Aaron Young, a 26-year-old aerospace engineer who lives in California, said he noticed his first symptoms — fever, chills and a headache — on March 17, but wasn’t able to get to the doctor until April 4. He was tested for the virus but tested negative, and he said his doctors told him it may have been too late to get a positive at that point.
Antibody tests have also not become readily available in the United States yet. Young said he’s still feeling ill, suffering from “burning lungs, chest and back pain, cough, the occasional headache and a sore throat."
"This has taken an immense toll on me mentally," he said. "I'm worried about dying, worried that my body is permanently fatigued, worried that there is permanent damage to my lungs. I've always been a very active person. My favorite hobbies were hiking, exercising, dancing and traveling. Now I'm worried I can't do any of those anymore. It's hard for me to work at my job, which expects me to return to work 100%, having blazed through my paid time off."
Dr. F. Brobson Lutz, an infectious disease specialist and the former health director of New Orleans, said he’s not surprised that it’s taking people longer to recover.
“I’ve had several patients who have tested positive and are still positive more than three weeks after their initial positive test. Most of them have some continued cough or fatigue,” Lutz said. “I see this after any lower respiratory tract infection. After influenza, someone can have a cough for two weeks to two months, depending on the underlying causes. People think they need more specific treatment when they really need tincture of time. For some, the cells regenerate quicker than others.”

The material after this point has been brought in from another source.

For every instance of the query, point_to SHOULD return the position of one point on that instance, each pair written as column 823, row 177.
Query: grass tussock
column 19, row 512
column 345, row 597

Danny Haro, a 21-year-old from Newark, New Jersey, said he also began experiencing symptoms in mid-March, but didn’t get tested until April 4 at a drive-thru center at Weequahic Park.

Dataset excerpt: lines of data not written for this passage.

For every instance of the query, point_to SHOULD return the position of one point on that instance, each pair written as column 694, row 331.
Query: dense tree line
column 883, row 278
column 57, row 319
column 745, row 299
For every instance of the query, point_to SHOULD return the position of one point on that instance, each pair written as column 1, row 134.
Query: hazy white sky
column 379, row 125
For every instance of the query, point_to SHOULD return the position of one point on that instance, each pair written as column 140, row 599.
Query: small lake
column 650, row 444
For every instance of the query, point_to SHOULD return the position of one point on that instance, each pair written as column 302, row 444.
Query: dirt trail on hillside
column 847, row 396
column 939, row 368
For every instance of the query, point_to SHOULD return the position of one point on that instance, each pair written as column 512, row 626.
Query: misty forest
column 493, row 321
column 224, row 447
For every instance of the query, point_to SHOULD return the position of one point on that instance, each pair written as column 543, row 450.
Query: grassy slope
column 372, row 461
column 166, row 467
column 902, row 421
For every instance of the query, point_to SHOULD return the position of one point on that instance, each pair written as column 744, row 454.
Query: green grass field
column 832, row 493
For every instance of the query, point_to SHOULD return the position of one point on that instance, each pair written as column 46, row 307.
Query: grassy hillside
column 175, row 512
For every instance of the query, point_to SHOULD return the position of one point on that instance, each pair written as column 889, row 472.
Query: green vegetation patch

“I already knew about the coronavirus and knew it was going around and that we were a hot spot in my city," Haro said. "I had a lot of chest pain, which I know I didn’t normally have. I was having shortness of breath and lost my sense of taste and smell."
Haro said he thought he would recover in two weeks because that’s what he’s been "seeing on the news," but that hasn’t been the case. He is still feeling shortness of breath.
“I still have times where I have to sit down and catch my breath and the chest pain once in a while,” Haro said.
Lutz said the healing process with coronavirus is like recovery from a fire.
“The initial infection is like a forest fire; it burns through your bronchial tubes and lungs,” he told InsideEdition.com. “The fire is no longer there, but it takes a while for the green growth to come. You basically have a raw scar in your lung until the normal respiratory cells regenerate. The forest doesn’t turn green the next day and it takes time for the trees to reappear.”
It’s not just the lungs that will take time to heal, Lutz said, but the entire body, as coronavirus is a systemic viral infection and affects every cell.
“It’s a systemic infection with fatigue, with loss of sense of smell and taste, probably some cardiac abnormalities for some,” Lutz added.
He even noted that for some, an illness like this could cause depression.
“You have people with post-influenza depression and people commit suicide,” Lutz said. “This is well recognized in influenza literature. I don’t think COVID-19 has been around long enough to know whether this post-infectious depression is going to develop, but it’s common in a lot of infections.”
In what could be a silver lining, Lutz added that even if people are still having symptoms after quite some time, it doesn’t mean that they are still contagious.
“The continued presence of a cough is in no way indicative that the person is still infectious with other infections, and I can infer it’s the same with COVID,” Lutz said. “The body is going through it’s healing and it’s going to take time.”
But for some, even knowing their body is healing doesn't make the experience any less scary.
“I know my heart is OK,” said Haro. “I know the lungs are trying to fix themselves. It’s just the fear of the unknown.”